Ты, Николаша, есть единственная причина, что порешился я описать свою жизнь от розовой пены младенчества до нынешнего горького осадка. Если не изведут мою рукопись на завертку огурцов, а попадет по назначению, прочти противоречивые записи твоего отца, диктуемые затихающими биениями сердца. Не оправдываюсь и не поучаю: на закате человек иной раз меньше умеет начинающего жить, — юноше нередко внушает уменье сама его первобытная дерзость. Завещаю тебе сии листки заместо недвижимого имущества, вот только адреса не знаю — кто и где ты теперь. Пусть они помогут тебе найти себя и от других не отстать, если ты жив. Если же умер, если постигла тебя участь, коей сам я дожидаюсь с холодной безучастностью, то и без того достиг главного сокровища, обогнал весь шар земной… Вполне допускаю, что заодно с прочими умертвили тебя в недавней усердной жатве, когда под новые посевы выкашивался наш клин, дабы не скудела российская нива. Тем более откликнись тогда, подай тихий голос в ночи, войди, раскрой примороженные в могиле очи, и давай побеседуем часок на досуге, на просторе потусторонних времен!

По счастью, переменчивы непогоды на земле, ангелок мой. Вот уже отшумела людская буря, не видать больше грозовых тучек на небосклоне, а в окне моем, напротив, возвышаются, радуя душу, стройные леса сооружаемого здания… Извини, вот сразу и прилгнул по ремесленной привычке для красоты слога. У нас на Благуше глухая ночь сейчас, Николаша. Если вглядеться во мглу за окном, только и различишь там крохотулю домик, обитаемый отставным батюшкой из соседнего прихода. Сам же я сижу над осколками прошлого, прикидываю их в несостоявшихся сочетаниях, размышляю на запретные темы, и кислая старческая слеза время от времени холодит мне губы и щеки…

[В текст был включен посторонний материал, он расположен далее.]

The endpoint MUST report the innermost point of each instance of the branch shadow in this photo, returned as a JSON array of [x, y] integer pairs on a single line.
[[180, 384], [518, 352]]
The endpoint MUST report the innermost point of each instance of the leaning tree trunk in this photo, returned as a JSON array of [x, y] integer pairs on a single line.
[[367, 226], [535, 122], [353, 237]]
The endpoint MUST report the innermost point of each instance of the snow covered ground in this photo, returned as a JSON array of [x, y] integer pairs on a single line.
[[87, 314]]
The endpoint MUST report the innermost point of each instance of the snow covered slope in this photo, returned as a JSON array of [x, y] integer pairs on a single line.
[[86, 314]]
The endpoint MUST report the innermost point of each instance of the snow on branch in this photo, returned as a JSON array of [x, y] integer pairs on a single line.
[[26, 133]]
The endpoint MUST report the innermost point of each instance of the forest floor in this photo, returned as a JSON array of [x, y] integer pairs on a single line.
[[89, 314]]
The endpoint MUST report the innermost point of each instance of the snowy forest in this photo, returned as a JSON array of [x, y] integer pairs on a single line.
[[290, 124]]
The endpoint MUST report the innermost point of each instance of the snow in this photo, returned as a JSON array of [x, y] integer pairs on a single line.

Потому что старею, Николаша, становлюсь чувствительным на обиду, ласку, всякую мелочь, умиляюсь уличным птичкам на потеху прохожих скалозубов, вечерочками выхожу проститься с зимней зорькой, называя ее многими ласкательными прозвищами, потом всползаю на свой этаж, задыхаясь на каждой ступеньке. Все трудней становится мне заработать на казенный напиток, посредством коего посильно заглушаю мои всемирно-исторические разочарования. Последние же дни заметно слабнет и дар завирального искусства, инструмент нонешнего моего пропитанья: собьешься и всякое разумение утратишь порой и шаришь в памяти, какую еще святыньку продать, кого бы еще ошельмовать из родни, каких сластей пола-комей насовать очередным благодетелям в кулек на полученный полтинник.

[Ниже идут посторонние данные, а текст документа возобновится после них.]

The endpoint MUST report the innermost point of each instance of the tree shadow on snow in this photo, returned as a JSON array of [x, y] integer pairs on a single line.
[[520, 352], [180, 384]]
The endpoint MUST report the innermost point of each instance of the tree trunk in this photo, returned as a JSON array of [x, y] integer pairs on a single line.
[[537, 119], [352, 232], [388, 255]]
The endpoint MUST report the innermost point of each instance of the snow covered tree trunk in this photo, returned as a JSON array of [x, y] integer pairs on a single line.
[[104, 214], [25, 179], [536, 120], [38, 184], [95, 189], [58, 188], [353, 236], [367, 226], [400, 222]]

Словом, не без основания отбросом племени и даже чуть похлеще назвал ты меня в памятной горячке разрыва, когда я постучался к тебе в поисках опоры под старость!.. Впрочем, ты и с матерью бывал невоздержан на слова, без гувернанток рос, а на вольном лоне природы. Не оскорблюсь бранью твоею, не обробею под гневным взором твоим… в конце концов, черт с тобой, Николаша, бог тебе судья!.. Не может живой организм без отбросов жить, и самых умных, случается, даже в расцвете телесных сил постигает сей малопривлекательный жребий.

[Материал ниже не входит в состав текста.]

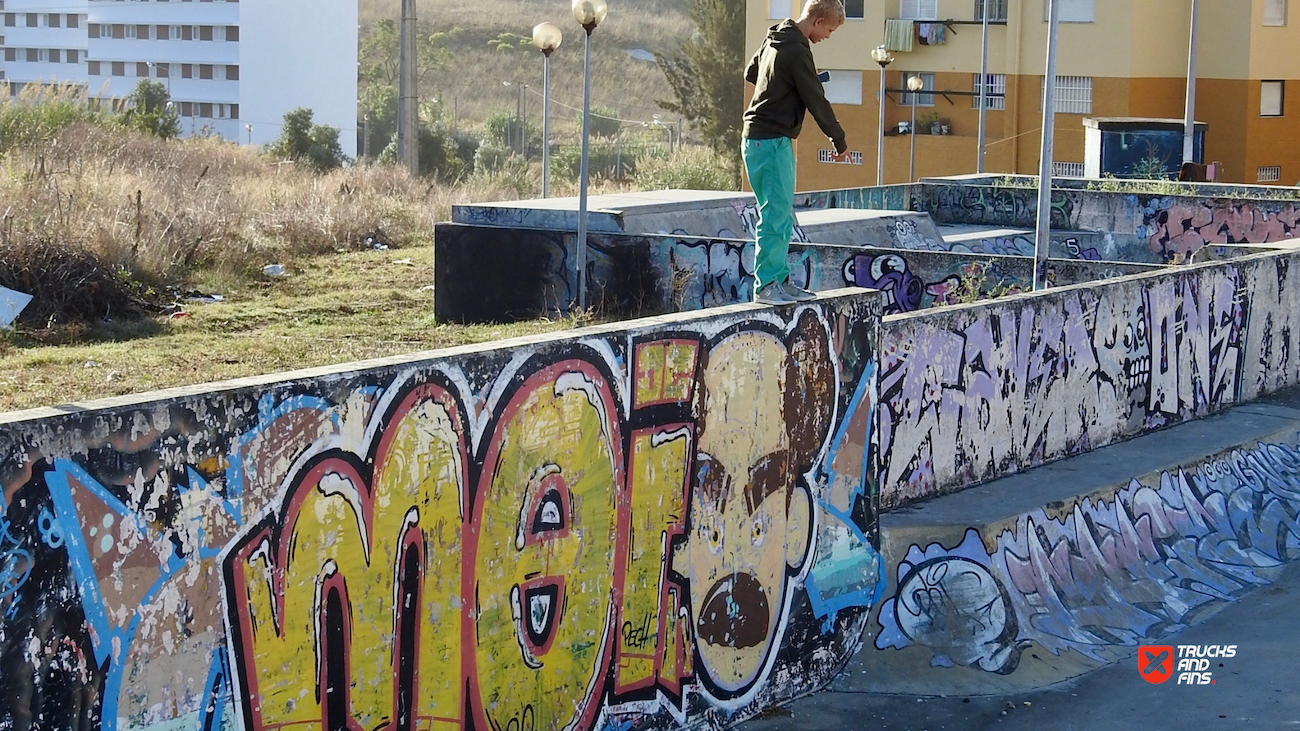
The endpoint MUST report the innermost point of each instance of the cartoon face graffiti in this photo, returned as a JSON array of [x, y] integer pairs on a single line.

В одном правда твоя, Николаша, уж побелела моя башка — в тех местах, где сие возможно пока по наличию волос, а нет в ней настоящих-то, то есть твоих мыслей… но все равно, снизойди, поприслушайся с высот твоих. Уверяю тебя, заветный ангелок, не о возвращении вспять страны нашей помышляю наедине с моей бумагой… хотя, по секрету говоря, частенько мечтается мне об упорядочении бытия. А то больно толчея кругом, и всяк машет тебя по лицу. Скажешь — еще во мраке туннеля идет поезд, не вырвался еще в голубой просвет по ту сторону горы. Не долог ли туннель, Николаша? Не к отчаянью либо сомненью, всего лишь к трезвому мышленью приглашаю тебя, ибо лишь глупец к сему плодотворному раздумью не приспособлен… Да и куда возвращаться-то? Кровью разрушенного не склеишь и новой кровью. Порваны пуповины, соединявшие с прежним, повержены старые боги: как ни румянь их, а все будут битые боги. Покойничка не подмолодишь!.. — шепчу я тебе горько, а ты слышишь ли?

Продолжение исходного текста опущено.